После революции семья Ростовцевых утратила былое благополучие. По свидетельству родственников, «Ростовцевы обнищали, попросту голодали первые годы, перебивались как могли, так как все ценности были экспроприированы, дети вынуждены были бросить учебу». А вот старший сын Иван встретил революцию с радостью и спустя некоторое время стал сотрудником Тульской ЧК. Согласно семейному преданию, Никита Петрович не одобрил этого выбора и даже грозил выгнать Ивана из дома. И только благодаря доброму нраву Анны Ивановны отец и сын сохранили отношения, чего не скажешь о многих других семьях.

По прошествии времени стало понятно, что именно «партийно-чекистская» стезя Ивана Ростовцева позволила Никите Петровичу избежать репрессий, которые коснулись многих из его социального окружения. По совету старшего сына, чтобы обезопасить семью, отец вовремя сдал новой власти все ценности и снял в доме иконы.

В 1926 году Николай окончил в Туле «школу взрослых повышенного типа» (так указано в его анкете), совмещая учебу с работой в аптекоуправлении. Нетрудно догадаться, что при чуждом новой власти социальном происхождении ему был необходим рабочий стаж для получения высшего образования. В 1921 году в стране законодательно был закреплен классовый принцип приема в высшие учебные заведения: для детей интеллигенции установили так называемый процент доступа. В 1924 году наркомат образования провел первую чистку вузов от «излишков интеллигенции». Отныне пропуском в высшую школу стали не столько собственное желание, сколько правильная анкета и поддержка партийцев.

Никон Лейкин и из архива автора

Первая попытка Николая Никитича стать студентом Московского университета успехом не увенчалась.

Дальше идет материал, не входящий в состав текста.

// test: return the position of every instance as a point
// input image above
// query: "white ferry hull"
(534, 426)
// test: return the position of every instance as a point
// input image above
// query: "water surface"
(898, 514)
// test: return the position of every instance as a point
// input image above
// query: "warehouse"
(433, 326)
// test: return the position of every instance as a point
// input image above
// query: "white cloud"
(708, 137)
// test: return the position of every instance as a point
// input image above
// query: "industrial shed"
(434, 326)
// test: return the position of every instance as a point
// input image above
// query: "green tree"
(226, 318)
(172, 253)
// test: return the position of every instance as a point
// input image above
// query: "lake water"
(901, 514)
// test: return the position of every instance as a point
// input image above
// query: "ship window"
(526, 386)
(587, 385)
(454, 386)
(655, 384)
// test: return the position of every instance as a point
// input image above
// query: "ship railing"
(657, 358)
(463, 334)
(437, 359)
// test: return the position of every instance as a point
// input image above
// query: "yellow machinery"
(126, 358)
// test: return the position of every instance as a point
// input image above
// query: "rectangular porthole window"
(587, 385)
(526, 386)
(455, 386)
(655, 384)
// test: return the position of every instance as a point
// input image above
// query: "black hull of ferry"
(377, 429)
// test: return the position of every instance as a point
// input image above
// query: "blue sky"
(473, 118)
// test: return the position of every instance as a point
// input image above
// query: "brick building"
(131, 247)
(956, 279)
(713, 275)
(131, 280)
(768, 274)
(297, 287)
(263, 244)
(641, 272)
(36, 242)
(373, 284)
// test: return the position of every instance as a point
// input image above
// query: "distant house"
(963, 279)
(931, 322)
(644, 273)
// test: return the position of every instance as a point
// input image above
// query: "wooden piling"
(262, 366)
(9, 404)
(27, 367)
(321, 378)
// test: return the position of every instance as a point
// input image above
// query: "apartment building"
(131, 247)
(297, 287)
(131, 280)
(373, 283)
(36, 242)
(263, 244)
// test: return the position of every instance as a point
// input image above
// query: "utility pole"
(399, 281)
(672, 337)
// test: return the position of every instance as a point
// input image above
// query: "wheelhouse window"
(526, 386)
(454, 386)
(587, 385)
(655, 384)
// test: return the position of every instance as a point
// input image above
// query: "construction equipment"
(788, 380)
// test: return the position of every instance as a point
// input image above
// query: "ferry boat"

В октябре 1926 года он поступает на работу на военно-химический завод «Эксольхим». Приобретенный на заводе рабочий стаж и вступление в комсомол сделали надежду на получение высшего образования более реальной. Не рискуя повторять опыт с Московским университетом, в 1927 году Ростовцев становится студентом отделения математики физико-математического факультета Ленинградского университета. Однако в университете будущего математика заинтересовала… геология. Согласно семейной легенде, на втором курсе с помощью жребия Николай Никитич сделал окончательный выбор между геологией и математикой, вытащив из шапки бумажку, на которой было написано — «геология». Не исключено, что определенную роль в этом сыграла и финансовая сторона вопроса, поскольку студентам-геологам полагалась более высокая стипендия.

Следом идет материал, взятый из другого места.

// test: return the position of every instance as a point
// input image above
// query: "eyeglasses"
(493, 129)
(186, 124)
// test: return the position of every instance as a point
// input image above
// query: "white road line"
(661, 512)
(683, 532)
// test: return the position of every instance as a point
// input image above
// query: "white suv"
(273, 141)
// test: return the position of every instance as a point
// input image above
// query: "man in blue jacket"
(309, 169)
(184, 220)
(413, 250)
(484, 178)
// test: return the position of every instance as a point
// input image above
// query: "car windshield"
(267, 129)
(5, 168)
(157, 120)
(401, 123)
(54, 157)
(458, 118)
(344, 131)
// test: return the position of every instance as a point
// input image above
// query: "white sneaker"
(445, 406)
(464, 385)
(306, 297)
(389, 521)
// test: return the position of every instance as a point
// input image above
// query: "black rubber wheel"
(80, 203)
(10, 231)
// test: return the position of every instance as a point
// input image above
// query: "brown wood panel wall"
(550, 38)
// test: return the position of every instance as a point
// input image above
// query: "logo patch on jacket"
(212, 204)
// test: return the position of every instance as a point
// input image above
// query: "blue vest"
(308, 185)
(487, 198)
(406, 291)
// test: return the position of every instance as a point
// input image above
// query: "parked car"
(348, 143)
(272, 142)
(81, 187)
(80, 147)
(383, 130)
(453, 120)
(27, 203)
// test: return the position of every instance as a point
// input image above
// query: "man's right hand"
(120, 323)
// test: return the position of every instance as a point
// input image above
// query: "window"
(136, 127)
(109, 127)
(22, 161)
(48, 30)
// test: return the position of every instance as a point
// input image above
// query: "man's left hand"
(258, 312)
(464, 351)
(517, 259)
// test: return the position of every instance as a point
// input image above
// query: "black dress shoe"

Так получилось, что геологические знания Ростовцеву пришлось приобретать на практике: в начале 1929 года он был принят во Всесоюзный научно-исследовательский геологоразведочный институт на должность старшего коллектора Каякентской геологоразведочной партии в южном Дагестане. Именно с этого времени Ростовцев будет датировать отсчет своей трудовой деятельности в области геологии нефти и газа. Кстати, горный институт, куда будут переведены геологические кафедры Ленинградского университета, он закончит только в 1939 году экстерном.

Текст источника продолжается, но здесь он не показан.